This past summer I spent five weeks volunteering in Romania in Brasov on the Oyster Worldwide childcare volunteering programme.
Volunteering in Romania
The work was quite possibly the most fulfilling, challenging and fun thing I’ve ever done. I divided my time between three children’s homes: one for abandoned young girls, one for physically disabled children, and one for children with behavioural problems. My role was to occupy these children. The homes, although staffed by loving passionate workers, are completely understaffed. And those workers who are there, work relentlessly to sort out admin, finance, food and safety. So, who plays with the kids? You do! The work does require an adapting and fearless personality, for you will be confronted with things that are completely new and often upsetting for you. However, that isn’t to say it’s not amazing fun: I spent my days playing football, drawing, teaching English, having my nails painted, making bracelets, helping kids walk and, essentially, acting as a human climbing frame. I encountered the cutest, sweetest, children I’ll ever meet, and made some real bonds that I will never forget.
Making the most of life in Romania
Romania as a nation is a bit of a mystery to those in Northern and Western Europe, particularly in England where certain sectors of the media treat the country and its people with great suspicion. But Romania needn’t be a mystery, nor should it be treated with suspicion. Instead, it is quite simply one of the most beautiful, welcoming and curious countries I’ve had the privilege of visiting.
Brasov is surrounded by sprawling greenery. Watching over the town from the top of Mount Tâmpa stands the word “Brasov” in great big white letters, a humorous and ironic spin on Hollywood’s famous city sign. From the sign, you’re treated to two stunning views. From one side you can see the whole of
Brasov, from its traditional settlements and gorgeous renaissance and gothic architecture, to the more recent communist developments. And from the other side, hills roll for miles and miles, providing an pretty sublime scene of greenery.
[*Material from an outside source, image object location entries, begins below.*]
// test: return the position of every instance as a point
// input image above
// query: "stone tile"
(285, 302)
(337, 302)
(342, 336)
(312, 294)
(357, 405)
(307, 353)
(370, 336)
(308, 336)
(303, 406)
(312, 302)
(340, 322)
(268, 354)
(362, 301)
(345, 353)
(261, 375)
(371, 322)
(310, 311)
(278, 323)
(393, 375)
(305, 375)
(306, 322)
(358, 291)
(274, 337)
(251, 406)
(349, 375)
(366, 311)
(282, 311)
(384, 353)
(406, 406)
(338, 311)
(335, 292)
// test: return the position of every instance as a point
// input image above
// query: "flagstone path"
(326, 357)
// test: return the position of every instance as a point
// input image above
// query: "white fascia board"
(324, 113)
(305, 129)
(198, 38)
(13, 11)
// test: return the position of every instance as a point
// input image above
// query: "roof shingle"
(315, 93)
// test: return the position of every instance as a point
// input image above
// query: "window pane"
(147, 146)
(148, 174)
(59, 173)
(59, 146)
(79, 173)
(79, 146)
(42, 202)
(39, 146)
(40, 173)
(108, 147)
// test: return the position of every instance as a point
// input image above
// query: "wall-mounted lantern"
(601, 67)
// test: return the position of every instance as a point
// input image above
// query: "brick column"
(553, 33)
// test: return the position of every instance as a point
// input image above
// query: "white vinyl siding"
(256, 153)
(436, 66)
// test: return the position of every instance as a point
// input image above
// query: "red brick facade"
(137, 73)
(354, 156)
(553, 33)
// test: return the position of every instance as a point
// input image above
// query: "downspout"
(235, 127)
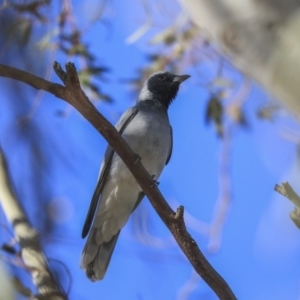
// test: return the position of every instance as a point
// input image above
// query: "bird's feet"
(137, 158)
(154, 181)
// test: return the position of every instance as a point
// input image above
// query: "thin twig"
(31, 251)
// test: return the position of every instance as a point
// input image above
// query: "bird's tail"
(95, 258)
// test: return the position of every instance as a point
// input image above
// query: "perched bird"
(147, 130)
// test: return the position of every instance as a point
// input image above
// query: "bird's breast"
(149, 135)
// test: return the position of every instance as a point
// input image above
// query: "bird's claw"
(154, 181)
(137, 158)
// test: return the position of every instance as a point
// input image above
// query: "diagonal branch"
(31, 251)
(73, 94)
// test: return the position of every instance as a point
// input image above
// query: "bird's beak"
(181, 78)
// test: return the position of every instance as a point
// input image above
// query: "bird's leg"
(137, 158)
(154, 181)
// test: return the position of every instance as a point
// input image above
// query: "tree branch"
(31, 251)
(73, 94)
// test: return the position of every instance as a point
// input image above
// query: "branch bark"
(31, 251)
(73, 94)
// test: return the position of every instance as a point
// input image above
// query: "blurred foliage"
(29, 22)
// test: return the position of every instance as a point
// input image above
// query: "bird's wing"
(171, 146)
(125, 119)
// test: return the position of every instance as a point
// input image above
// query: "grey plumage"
(147, 130)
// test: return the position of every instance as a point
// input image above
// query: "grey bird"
(147, 130)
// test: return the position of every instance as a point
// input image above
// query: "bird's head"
(162, 87)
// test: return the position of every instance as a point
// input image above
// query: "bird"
(147, 130)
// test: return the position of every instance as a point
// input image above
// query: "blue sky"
(259, 250)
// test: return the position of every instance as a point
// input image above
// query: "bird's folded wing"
(171, 146)
(125, 119)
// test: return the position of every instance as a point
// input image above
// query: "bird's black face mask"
(164, 86)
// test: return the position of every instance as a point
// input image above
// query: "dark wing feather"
(171, 146)
(126, 118)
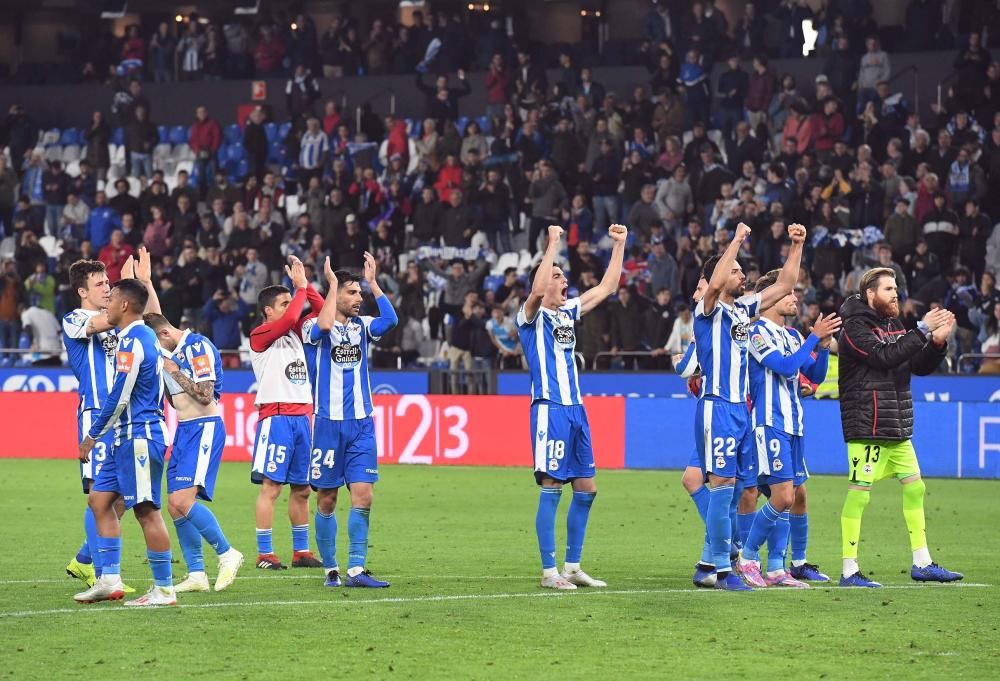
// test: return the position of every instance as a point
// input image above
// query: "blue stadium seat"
(179, 134)
(233, 134)
(492, 282)
(68, 137)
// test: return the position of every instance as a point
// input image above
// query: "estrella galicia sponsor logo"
(296, 372)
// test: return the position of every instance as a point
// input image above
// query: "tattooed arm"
(202, 392)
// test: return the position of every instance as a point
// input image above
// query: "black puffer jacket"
(877, 356)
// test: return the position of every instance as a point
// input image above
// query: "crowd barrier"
(940, 388)
(953, 439)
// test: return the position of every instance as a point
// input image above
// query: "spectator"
(114, 254)
(140, 137)
(504, 336)
(205, 138)
(733, 87)
(301, 93)
(222, 313)
(56, 189)
(40, 288)
(46, 336)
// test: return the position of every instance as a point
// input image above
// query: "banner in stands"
(415, 429)
(234, 381)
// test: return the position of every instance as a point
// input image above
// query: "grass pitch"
(458, 545)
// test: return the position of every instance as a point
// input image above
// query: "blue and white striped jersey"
(342, 388)
(549, 342)
(312, 148)
(688, 366)
(134, 407)
(200, 361)
(721, 340)
(775, 397)
(92, 358)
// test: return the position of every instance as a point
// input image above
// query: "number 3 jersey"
(341, 387)
(721, 341)
(549, 342)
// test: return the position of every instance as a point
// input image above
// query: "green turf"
(459, 546)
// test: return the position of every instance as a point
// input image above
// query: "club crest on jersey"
(201, 365)
(123, 363)
(740, 332)
(109, 343)
(346, 354)
(564, 335)
(296, 372)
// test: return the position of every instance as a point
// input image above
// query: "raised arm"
(789, 271)
(609, 282)
(387, 318)
(723, 269)
(543, 274)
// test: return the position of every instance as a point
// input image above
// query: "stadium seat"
(233, 134)
(179, 134)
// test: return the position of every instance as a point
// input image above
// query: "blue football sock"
(264, 541)
(110, 551)
(799, 527)
(777, 543)
(190, 540)
(762, 523)
(700, 499)
(719, 525)
(326, 538)
(300, 537)
(88, 552)
(734, 510)
(159, 563)
(576, 524)
(357, 536)
(744, 521)
(208, 527)
(545, 525)
(706, 551)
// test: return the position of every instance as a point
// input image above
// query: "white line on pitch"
(415, 599)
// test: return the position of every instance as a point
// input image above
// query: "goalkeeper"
(877, 356)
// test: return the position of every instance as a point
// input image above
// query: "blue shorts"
(343, 452)
(725, 440)
(133, 470)
(780, 456)
(561, 442)
(197, 453)
(281, 450)
(99, 454)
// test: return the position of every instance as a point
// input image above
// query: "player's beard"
(886, 309)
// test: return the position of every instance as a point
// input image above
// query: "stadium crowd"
(453, 205)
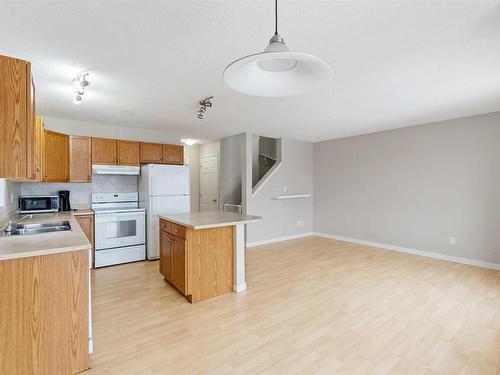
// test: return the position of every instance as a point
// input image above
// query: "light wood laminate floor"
(313, 305)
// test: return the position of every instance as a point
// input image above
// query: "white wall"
(280, 218)
(192, 158)
(415, 187)
(231, 169)
(208, 149)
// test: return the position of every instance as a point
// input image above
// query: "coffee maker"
(64, 204)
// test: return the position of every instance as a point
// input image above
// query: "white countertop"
(209, 219)
(12, 247)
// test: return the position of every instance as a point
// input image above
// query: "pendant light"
(277, 72)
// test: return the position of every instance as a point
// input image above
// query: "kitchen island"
(202, 254)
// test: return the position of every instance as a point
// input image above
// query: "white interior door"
(209, 183)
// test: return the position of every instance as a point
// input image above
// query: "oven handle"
(119, 216)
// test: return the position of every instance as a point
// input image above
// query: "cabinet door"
(33, 168)
(128, 152)
(80, 159)
(173, 154)
(39, 134)
(151, 153)
(179, 264)
(13, 113)
(55, 157)
(104, 151)
(166, 252)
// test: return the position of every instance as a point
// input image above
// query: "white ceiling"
(395, 63)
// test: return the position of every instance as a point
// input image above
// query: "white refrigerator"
(163, 189)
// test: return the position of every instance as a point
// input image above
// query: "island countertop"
(209, 219)
(12, 247)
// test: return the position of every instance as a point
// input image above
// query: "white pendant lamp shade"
(249, 75)
(277, 72)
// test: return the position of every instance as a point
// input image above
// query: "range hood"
(116, 169)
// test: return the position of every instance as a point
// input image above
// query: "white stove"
(120, 228)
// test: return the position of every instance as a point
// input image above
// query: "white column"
(239, 258)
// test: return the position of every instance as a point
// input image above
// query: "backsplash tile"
(81, 193)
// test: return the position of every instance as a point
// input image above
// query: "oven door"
(119, 229)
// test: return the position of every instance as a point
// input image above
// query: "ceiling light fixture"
(204, 104)
(189, 141)
(277, 72)
(80, 83)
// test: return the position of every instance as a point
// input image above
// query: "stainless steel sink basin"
(25, 229)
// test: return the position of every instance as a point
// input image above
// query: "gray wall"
(281, 217)
(415, 187)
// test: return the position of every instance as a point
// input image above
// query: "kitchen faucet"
(10, 225)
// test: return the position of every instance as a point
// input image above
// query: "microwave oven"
(34, 204)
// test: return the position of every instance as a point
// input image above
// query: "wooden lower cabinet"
(198, 263)
(44, 314)
(166, 255)
(87, 224)
(179, 264)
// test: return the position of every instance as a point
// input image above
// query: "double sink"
(25, 229)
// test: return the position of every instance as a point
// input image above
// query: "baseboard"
(279, 239)
(429, 254)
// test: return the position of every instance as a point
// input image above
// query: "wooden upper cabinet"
(104, 151)
(173, 154)
(33, 157)
(80, 159)
(128, 152)
(38, 160)
(55, 157)
(14, 82)
(151, 153)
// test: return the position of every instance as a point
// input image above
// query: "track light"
(77, 99)
(204, 104)
(80, 82)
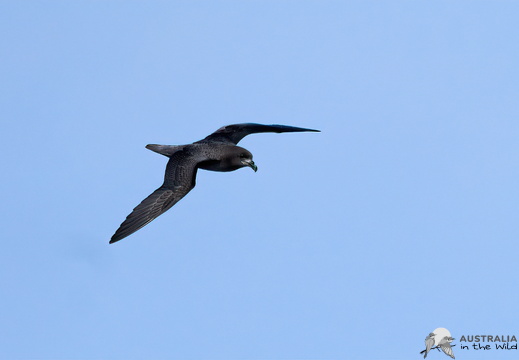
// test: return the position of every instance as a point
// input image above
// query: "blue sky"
(400, 217)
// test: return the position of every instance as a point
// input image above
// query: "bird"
(445, 345)
(429, 343)
(216, 152)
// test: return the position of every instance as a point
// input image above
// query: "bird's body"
(217, 152)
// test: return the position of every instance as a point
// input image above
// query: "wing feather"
(234, 133)
(179, 180)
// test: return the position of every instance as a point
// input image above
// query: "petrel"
(217, 152)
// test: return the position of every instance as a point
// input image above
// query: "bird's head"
(245, 158)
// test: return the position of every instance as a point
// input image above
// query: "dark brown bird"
(217, 152)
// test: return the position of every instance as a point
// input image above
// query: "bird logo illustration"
(439, 339)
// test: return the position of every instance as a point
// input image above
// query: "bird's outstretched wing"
(447, 349)
(178, 181)
(234, 133)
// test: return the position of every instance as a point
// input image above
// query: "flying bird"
(429, 343)
(216, 152)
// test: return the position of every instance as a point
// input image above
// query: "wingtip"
(112, 240)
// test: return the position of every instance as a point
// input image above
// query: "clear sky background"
(401, 216)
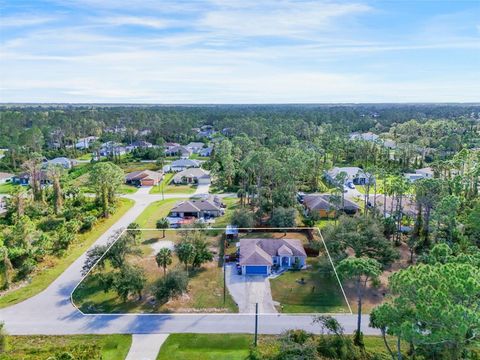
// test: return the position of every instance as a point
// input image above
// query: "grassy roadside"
(230, 346)
(106, 347)
(45, 277)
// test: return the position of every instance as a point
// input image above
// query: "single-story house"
(258, 256)
(355, 175)
(191, 176)
(84, 143)
(195, 147)
(368, 136)
(24, 178)
(206, 152)
(178, 150)
(143, 178)
(202, 208)
(64, 162)
(112, 148)
(141, 144)
(5, 177)
(323, 205)
(426, 172)
(183, 164)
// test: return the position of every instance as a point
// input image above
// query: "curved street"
(51, 312)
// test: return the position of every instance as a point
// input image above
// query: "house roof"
(261, 251)
(195, 145)
(196, 206)
(197, 173)
(143, 174)
(351, 171)
(185, 163)
(5, 175)
(323, 202)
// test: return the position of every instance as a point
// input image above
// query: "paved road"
(51, 313)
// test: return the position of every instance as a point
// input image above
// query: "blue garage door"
(256, 270)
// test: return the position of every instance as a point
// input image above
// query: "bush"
(172, 285)
(26, 268)
(243, 218)
(87, 223)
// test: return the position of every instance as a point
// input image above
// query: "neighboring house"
(182, 164)
(5, 177)
(355, 175)
(206, 152)
(60, 161)
(204, 208)
(389, 144)
(178, 150)
(258, 256)
(143, 178)
(24, 178)
(195, 147)
(141, 144)
(323, 205)
(191, 176)
(368, 136)
(84, 143)
(112, 148)
(424, 173)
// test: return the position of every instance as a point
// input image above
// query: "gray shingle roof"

The volunteer flat sits at the foot of Mount Tâmpa (I could see the sign from my bed). The flat is cosy and well-equipped, and quite literally a three minute walk from all the town’s action. Your Oyster rep Razvan lives upstairs and provides a constant source of humour, help and, er, nagging. He completely dedicates himself to you, putting himself out there and working tirelessly to make your stay inch perfect. He’s your shift-shaping friend and boss. And if, like me, you’re lucky enough to have lovely flatmates (Oyster tends only to attract the best) then that really adds to it: it was great having interesting people to chat, cook, socialise and watch the World Cup with.
Weekends are spent however you please. The work is full-on, so quite often I felt a strong desire to slouch and spend the day in bed. Yet, I still managed to visit castles, fortresses, museums, churches and bars. You are able to take day trips to Sighisoara, Sibiu and other neighbouring towns. It’s also really worth extending your trip to see some of Romania’s other beauties, including Timisoara which is one of the most vibrant cities I’ve ever visited. There’s loads to do in and around Brasov itself. Bran Castle is fascinating and I’d really recommend checking out the Brasov art museum for a mere 17p. Naturally, the food in Brasov is excellent and varied, and the beer is really good.
Why you should do this
My time in Brasov was an unforgettable experience, one that required hard work but offered never-ending rewards. It was eye-opening, moving, and really really enriching. I had initial concerns over whether I, a privileged English teenager, was to pass through these homes for my own life experience. That is simply not the case: this isn’t orphanage tourism, this is a job that makes an impact on the children with whom you work. It provides them with support they’d otherwise not receive, and it does so in a responsible and sensitive manner that puts the children first. Romania is a developing country, but there is so much work to be done and you can be an invaluable part of that.